Friday, November 16, 2007

Life and a Cappucinno


I am almost tempted not to blog, because Will’s blog pretty eloquently describes almost all my thoughts of last night. But, I hardly ever write anything, and I am long past due for a blog, so I though I would begin with a funny anecdote:

It was a beautiful night in Kenya, warm with slight, refreshing breeze. Bethany is relaxing on a chair, and Jill and Will are sitting next to her, on the ground. There is a cup of cappuccino that is too hot to drink that is sitting on the arm of the chair.

They are all watching the sun go down over the Ngong hills, and Will begins to get excited about the beauty of the sunset. He attempts to describe how the color of the sky will slowly leak to the sky that is in our peripheral vision.

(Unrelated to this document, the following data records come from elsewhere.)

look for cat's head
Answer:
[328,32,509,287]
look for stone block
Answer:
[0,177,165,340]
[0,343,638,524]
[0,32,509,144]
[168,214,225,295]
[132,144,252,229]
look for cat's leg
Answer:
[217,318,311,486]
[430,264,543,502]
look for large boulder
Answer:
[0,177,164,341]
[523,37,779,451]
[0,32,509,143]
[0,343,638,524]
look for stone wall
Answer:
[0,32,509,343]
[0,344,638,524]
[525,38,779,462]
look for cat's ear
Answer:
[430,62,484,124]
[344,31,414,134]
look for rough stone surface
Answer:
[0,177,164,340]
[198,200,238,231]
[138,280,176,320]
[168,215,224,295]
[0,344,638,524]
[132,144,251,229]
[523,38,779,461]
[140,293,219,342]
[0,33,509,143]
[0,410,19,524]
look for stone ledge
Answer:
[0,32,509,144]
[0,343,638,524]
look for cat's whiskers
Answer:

He discovers that words alone cannot capture the essence of what he is trying to convey so he rapidly stretches his long, long arms out to show Bethany and Jill how big the sunset really is. In doing so, he knocks the cup of cappuccino off of the arm of the chair, towards Bethany’s lap. She sees the hot liquid will spill all over her if she makes no attempt to stop it so she reaches out her hand to catch the mug and in doing so launches the mug further into the air.

The cappuccino spatters through the air, and rains down all over Bethany’s face, and clothes. The moral of the story is : Don’t let Will describe the sunset with flailing arm motions, or you too could be showered in cappuccino.

That was possibly the funniest moment of my week, and I am thankful I did not get cappuccino burns all over my face.

Since we left the YWAM base I’ve realized that I lot of times I am trying to do something, instead of trying to be something. Last night as I was falling asleep I began to wonder again about my identity. I wondered whether I let the things I do define me, or whether who I am define the things I do. It’s much easier, I think, to let myself be defined by what I do. It’s less thinking power, and conscious action, because I can just go on with life, and then afterwards tie my identity to whatever it was that I did. To let who I am define what I do, is much more difficult. And I am not sure yet how exactly to go about it. It makes me think of that Casting Crowns song, “Who am I ?” The chorus says :

And you’ve told me who I am,
I am yours.

Do I let the fact that “ I am His” define what I do? I don’t know that I can completely and honestly say “yes”
I love Africa because I feel like there are so many things to talk about…. Like our conversation last night about rebirth. The more I look at our generation, the more I find people who are willing to step out of the numbness and complacency of North America and find new life. And it makes me wonder whether maybe that’s the kind of rebirth Jesus is talking about. Maybe it can be accepting the life of the way of Jesus, while there is deadness all around us. Daring to seek life in a sea of numbness, and discarding the emptiness of materialism and consumerism and replacing it with real, genuine, divine love. Birth is new life. Is discovering a new way to be alive, essentially a rebirth ?

When I think of the churches I’ve been to in North America, and even in Kenya, I am struck by how much deadness I see there. There is life there, don’t get me wrong, but when I look at their eyes, a lot people don’t seem to be truly alive. And I wonder, what’s the point of a religion if it doesn’t offer a better way of life? I’m not interested in religion that exclusively offers life after death. What’s the point of “living” after we die, if we never learned how to live before we die?

We must learn how to live, in the midst of the deadness of the world, for there can be rebirth without life.


Cheers,

Bethany

1 comment:

yeti said...

Indeed!

Bethany Anne, you are the one Jesus loves.

Kept rocken out in Kenya, i am pretty excited for you!

People with dreads can change the world too.